Onderaards schoon
De Franse Dordogne is prachtig boven de grond. Maar ook onder het aardoppervlak is er veel moois. Grotten zijn er genoeg. Twee uitersten: Padirac en Domme.
Domme is een typische bastide. Zo’n vesting was in onrustige tijden een uitvalsbasis voor handelaren en soldaten. Kenmerkend in het kleine stadje is het schaakbordachtige stratenpatroon. Domme ligt aan de rivier Dordogne en werd aan het eind van de 13e eeuw gebouwd.
De Dommenaren wisten toen niets van de grotten onder het stadje. In 1912 ontdekten kinderen die. In de jaren vijftig werden ze toegankelijk voor toeristen.
Midden op het marktplein onder het 17e-eeuwse stadhuis begint de rondleiding met Olivier Le Boucher. Hij werkt bij de gemeente Domme.
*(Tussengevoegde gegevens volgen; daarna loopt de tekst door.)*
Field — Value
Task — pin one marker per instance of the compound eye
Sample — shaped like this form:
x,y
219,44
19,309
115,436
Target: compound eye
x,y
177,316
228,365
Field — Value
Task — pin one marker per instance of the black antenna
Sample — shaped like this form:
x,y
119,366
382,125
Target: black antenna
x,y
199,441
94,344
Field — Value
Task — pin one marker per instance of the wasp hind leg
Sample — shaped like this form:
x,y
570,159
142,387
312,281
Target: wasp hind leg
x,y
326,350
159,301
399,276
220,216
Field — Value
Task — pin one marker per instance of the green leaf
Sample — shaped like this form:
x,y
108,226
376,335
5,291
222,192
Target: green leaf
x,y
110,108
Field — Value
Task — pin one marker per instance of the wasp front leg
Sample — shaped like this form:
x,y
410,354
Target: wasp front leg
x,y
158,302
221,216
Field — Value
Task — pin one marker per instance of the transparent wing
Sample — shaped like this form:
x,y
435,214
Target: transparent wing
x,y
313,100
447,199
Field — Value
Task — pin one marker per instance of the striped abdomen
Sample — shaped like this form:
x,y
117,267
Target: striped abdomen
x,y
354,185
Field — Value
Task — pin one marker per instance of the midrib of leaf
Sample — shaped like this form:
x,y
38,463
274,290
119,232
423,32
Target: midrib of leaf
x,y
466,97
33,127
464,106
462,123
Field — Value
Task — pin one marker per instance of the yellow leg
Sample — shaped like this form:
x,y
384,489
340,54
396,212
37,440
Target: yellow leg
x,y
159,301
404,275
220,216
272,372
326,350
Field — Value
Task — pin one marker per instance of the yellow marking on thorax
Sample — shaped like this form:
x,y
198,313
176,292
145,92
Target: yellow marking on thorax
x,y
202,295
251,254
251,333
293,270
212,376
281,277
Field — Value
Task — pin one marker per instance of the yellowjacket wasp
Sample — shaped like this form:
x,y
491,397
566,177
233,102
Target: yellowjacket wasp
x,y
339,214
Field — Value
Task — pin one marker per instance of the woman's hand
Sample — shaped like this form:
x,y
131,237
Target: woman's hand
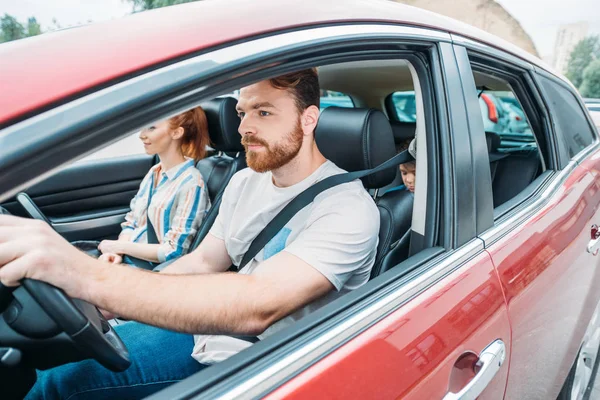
x,y
111,258
112,246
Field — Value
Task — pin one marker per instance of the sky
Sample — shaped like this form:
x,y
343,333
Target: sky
x,y
540,18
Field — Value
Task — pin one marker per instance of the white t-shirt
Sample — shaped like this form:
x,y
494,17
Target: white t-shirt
x,y
336,234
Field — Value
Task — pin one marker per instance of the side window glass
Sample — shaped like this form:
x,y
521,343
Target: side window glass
x,y
514,157
331,98
404,106
131,145
503,115
569,117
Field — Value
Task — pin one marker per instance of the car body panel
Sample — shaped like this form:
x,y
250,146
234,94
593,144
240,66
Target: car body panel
x,y
552,286
411,353
78,59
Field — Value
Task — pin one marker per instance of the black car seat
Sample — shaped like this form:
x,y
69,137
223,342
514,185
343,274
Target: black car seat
x,y
217,170
511,171
356,139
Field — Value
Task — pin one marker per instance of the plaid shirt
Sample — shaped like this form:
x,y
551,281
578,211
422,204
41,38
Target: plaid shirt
x,y
178,205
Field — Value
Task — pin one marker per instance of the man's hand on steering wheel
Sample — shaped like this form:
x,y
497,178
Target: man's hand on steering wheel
x,y
32,249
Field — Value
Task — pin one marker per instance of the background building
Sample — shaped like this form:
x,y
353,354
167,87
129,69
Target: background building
x,y
566,38
483,14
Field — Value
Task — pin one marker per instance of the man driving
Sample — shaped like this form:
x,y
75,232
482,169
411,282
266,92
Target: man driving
x,y
326,250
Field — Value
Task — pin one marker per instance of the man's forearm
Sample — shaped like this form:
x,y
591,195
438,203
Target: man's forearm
x,y
210,303
189,264
144,251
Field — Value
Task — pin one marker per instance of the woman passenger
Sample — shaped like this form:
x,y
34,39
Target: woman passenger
x,y
172,197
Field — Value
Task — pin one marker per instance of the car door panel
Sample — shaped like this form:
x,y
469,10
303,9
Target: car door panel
x,y
552,286
89,200
411,353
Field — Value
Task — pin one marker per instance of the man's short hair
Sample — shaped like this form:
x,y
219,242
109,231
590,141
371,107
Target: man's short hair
x,y
303,85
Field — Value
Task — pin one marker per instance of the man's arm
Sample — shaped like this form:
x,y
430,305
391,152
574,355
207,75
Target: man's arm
x,y
225,303
210,257
207,303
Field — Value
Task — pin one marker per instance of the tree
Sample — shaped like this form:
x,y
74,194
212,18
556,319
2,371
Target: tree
x,y
591,80
586,51
33,27
142,5
11,29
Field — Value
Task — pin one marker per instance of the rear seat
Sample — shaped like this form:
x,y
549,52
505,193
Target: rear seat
x,y
217,170
356,139
511,172
402,131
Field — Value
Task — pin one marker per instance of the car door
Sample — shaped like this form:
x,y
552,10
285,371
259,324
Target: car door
x,y
539,244
89,199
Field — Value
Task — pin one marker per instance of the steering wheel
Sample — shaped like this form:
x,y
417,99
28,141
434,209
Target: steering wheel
x,y
31,208
81,321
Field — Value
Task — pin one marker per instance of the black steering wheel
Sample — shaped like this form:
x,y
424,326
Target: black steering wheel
x,y
82,322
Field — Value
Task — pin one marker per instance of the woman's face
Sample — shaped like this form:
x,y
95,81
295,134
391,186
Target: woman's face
x,y
408,176
159,138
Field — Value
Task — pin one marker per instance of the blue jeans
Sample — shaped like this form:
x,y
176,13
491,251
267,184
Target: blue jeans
x,y
159,358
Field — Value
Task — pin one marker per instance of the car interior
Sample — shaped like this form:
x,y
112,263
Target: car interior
x,y
87,200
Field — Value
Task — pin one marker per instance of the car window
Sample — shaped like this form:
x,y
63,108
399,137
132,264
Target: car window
x,y
332,98
404,106
131,145
503,115
515,159
570,121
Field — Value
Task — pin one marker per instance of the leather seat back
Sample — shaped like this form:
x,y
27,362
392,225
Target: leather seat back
x,y
217,170
511,171
356,139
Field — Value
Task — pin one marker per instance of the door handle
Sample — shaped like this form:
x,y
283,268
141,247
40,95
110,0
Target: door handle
x,y
489,363
594,243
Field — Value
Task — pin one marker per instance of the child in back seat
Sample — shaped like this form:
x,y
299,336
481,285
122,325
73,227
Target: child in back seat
x,y
408,170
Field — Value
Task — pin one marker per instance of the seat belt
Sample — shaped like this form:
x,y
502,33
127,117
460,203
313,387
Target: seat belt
x,y
150,235
307,197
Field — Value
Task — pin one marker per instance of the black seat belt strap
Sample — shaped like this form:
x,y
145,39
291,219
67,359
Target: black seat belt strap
x,y
307,197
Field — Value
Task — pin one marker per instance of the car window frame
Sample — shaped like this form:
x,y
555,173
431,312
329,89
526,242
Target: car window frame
x,y
427,267
563,152
520,75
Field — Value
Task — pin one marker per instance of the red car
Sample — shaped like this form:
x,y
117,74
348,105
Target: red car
x,y
488,286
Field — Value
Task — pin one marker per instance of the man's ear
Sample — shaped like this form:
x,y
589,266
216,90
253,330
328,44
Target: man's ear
x,y
177,133
309,119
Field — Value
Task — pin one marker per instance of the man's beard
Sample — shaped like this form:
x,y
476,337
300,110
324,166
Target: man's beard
x,y
273,156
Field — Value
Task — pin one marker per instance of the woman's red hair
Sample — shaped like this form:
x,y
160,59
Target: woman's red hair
x,y
195,132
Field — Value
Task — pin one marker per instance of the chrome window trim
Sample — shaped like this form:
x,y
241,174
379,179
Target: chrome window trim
x,y
517,217
314,349
191,76
471,44
583,154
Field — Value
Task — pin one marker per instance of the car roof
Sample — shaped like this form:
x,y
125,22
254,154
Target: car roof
x,y
40,71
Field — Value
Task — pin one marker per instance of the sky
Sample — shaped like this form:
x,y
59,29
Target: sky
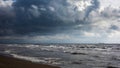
x,y
60,21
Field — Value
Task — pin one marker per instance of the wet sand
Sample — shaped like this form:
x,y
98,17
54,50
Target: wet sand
x,y
8,62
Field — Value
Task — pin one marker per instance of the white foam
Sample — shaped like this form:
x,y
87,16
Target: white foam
x,y
38,60
33,59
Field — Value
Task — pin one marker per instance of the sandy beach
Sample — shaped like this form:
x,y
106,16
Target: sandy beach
x,y
8,62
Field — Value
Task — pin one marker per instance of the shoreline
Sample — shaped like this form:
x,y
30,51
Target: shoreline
x,y
10,62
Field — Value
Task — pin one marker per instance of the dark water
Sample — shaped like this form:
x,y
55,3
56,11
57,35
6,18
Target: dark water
x,y
67,55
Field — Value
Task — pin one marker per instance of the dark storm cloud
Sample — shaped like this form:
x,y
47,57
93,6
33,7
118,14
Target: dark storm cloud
x,y
95,5
41,17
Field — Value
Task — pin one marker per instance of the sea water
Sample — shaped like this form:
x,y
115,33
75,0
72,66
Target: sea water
x,y
67,55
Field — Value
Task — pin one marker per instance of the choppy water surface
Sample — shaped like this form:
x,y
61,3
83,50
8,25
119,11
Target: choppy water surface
x,y
67,55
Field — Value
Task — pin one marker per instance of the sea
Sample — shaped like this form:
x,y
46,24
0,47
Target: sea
x,y
66,55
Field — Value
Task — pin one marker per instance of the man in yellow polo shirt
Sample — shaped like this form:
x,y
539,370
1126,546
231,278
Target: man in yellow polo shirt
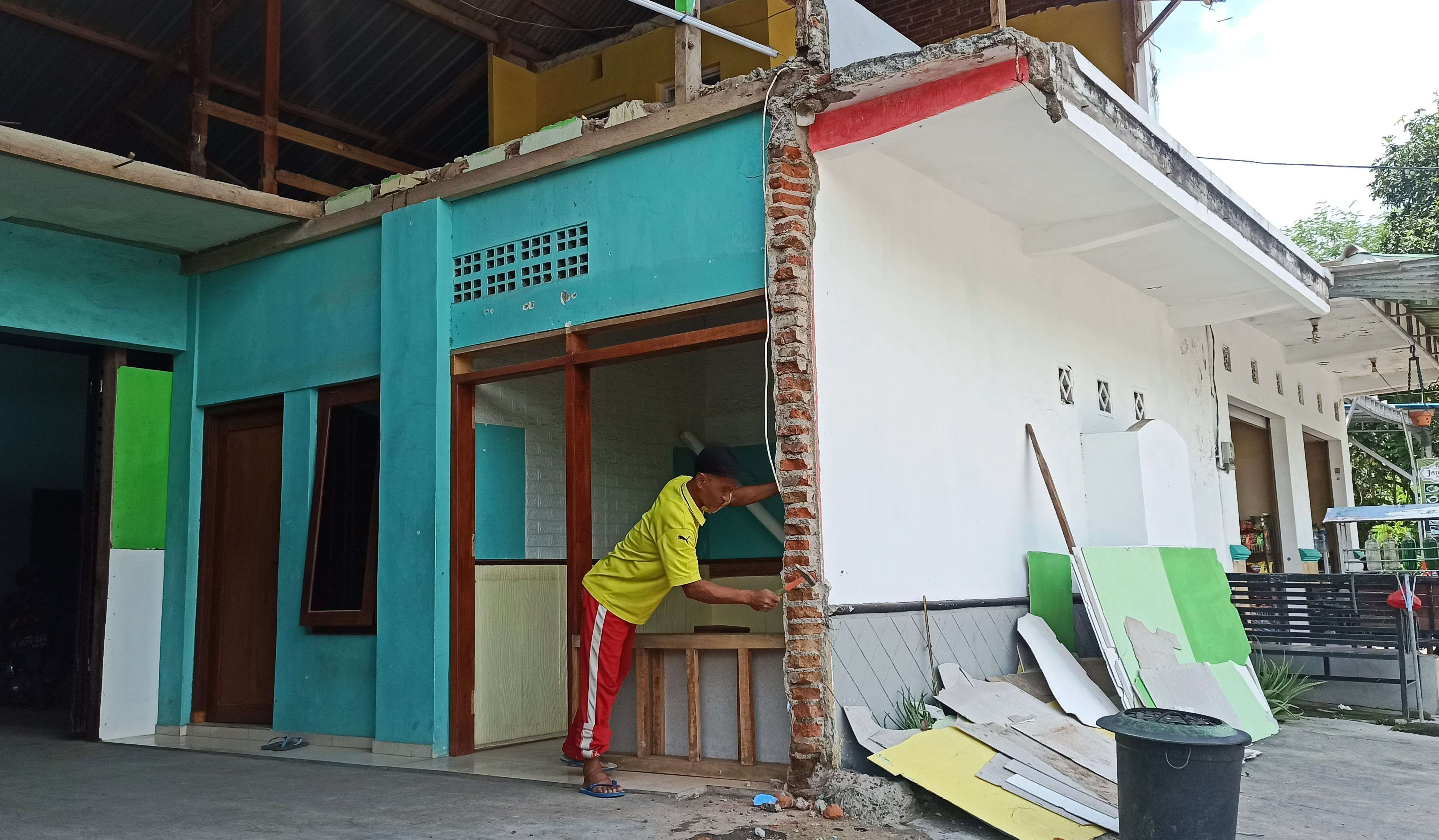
x,y
625,587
De grotten zijn Le Bouchers kindje. In zijn vrije tijd verdiept hij zich in het ontstaan en de ontwikkeling van grotten. Doel van zijn activiteiten: strijden tegen bestaande mythes. Het is bijvoorbeeld niet zo dat een stalactiet maar 1 of 2 centimeter per eeuw groeit, aldus Le Boucher. Hij kan zich boos maken om gidsen die alleen wijzen op bijzondere vormen in de gesteenten: beesten, smurfen en andere figuren. Nee, hij wil zijn bezoekers iets leren: over stalactieten en stalagmieten, over kolommen en pijlers, over draperieën en spleten.
En dat doet Le Boucher met verve. Hij houdt van dit onderaardse. Met lede ogen ziet hij dat toeristen in vroeger tijden stalagtieten afbraken en meenamen als souvenir. „Stelen is dat, niets anders.”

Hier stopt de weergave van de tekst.